Appartient à Conseil des ministres du 30 avril 2026
Dispositions diverses en matière de flexi-jobs – Deuxième lecture
Le Conseil des ministres a approuvé en deuxième lecture un avant-projet de loi portant un certain nombre de modifications dans le domaine des flexi-jobs.
L'avant-projet, modifié conformément à l'avis du Conseil d'État, prévoit les modifications suivantes :
- le système des flexi-jobs est étendu à l'ensemble des secteurs privé et public, dans le respect des règles d'accès aux professions protégées
- la possibilité d'exclusion totale ou partielle ou de réintégration est maintenue.
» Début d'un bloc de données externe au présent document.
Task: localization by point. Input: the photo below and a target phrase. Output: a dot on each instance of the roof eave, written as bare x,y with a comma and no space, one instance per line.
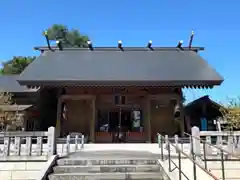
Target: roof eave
187,84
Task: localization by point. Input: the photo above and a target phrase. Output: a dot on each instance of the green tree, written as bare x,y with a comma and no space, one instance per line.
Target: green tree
16,65
69,38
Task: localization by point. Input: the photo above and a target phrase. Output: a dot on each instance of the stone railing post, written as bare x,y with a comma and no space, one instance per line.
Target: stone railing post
52,147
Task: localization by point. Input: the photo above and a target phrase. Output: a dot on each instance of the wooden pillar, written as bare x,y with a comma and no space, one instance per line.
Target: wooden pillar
93,120
58,120
182,115
149,119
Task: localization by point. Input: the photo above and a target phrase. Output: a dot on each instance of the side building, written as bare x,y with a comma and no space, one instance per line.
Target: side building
16,109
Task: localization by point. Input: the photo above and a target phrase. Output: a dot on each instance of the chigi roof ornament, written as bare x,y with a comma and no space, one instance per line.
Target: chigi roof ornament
59,46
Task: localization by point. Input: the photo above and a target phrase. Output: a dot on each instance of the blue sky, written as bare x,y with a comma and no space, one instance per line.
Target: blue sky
135,22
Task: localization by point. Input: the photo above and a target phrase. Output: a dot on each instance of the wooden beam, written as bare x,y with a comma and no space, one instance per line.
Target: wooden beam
164,96
77,97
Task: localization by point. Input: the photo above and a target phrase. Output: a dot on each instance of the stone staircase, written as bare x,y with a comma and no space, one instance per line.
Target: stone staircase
111,167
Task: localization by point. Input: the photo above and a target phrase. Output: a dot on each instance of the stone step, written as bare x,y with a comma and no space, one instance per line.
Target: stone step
105,176
106,168
122,161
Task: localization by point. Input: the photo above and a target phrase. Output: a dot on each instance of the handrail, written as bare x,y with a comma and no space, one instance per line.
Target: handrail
215,146
192,159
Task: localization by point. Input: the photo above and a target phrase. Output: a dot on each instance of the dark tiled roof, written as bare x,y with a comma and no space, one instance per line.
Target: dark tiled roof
14,107
9,83
104,66
201,100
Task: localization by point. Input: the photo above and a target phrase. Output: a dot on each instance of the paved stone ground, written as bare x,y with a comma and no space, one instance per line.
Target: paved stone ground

Les modalités de cette demande sont différentes pour le secteur privé et pour le secteur public :
- pour le secteur privé, les modalités d'exclusion et de réintégration sont reprises telles qu'elles étaient déjà applicables auparavant
- une réglementation distincte est élaborée pour le secteur public
- les fonctions de soins seront également accessibles via des flexi-jobs, dans le respect des exigences applicables en matière de diplômes
- la possibilité de limiter les flexi-jobs à une partie proportionnelle du volume total de travail chez un employeur est étendue à l'ensemble du secteur privé et public de la santé, y compris les structures d'accueil pour enfants
- une exclusion légale générale pour les fonctions artistiques, artistiques-techniques et de soutien artistique est maintenue
- la condition selon laquelle un travailleur flexi-job ne peut être employé au cours du même trimestre dans le cadre d'un autre contrat de travail ou d'une affectation statutaire avec l’employeur pour lequel il exerce le flexi-job, ne s'appliquera désormais plus aux travailleurs intérimaires, dans la mesure où l’entreprise de travail intérimaire ne les met pas à la disposition du même utilisateur en tant qu’intérimaire et en tant que travailleur exerçant un flexi-job
- l’interdiction d'emploi flexible dans une entreprise affiliée ne s'appliquera plus à l'avenir si le travailleur flexible occupe déjà un emploi régulier à temps plein dans cette même entreprise ou dans une ou plusieurs autres entreprises, affiliées ou non
- le salaire de base, qui fait partie du flexi-salaire, est indexé à 150 %. Le salaire horaire maximal pour les travailleurs flexi-job au sein de la commission paritaire de l’industrie hotellière est porté à 21 euros par heure et n'est donc plus exprimé en pourcentage du salaire de base minimal
- l'évaluation prévue dans la loi-programme du 22 décembre 2023 est supprimée et remplacée par un nouveau système d'évaluation
- une délégation est accordée au Roi afin de lui permettre, jusqu'au 31 août 2026 au plus tard, de transformer les autorisations partielles en exclusions partielles et de maintenir les exclusions totales ou partielles
L'avant-projet est soumis à la signature du Roi en vue de son dépôt à la Chambre des représentants.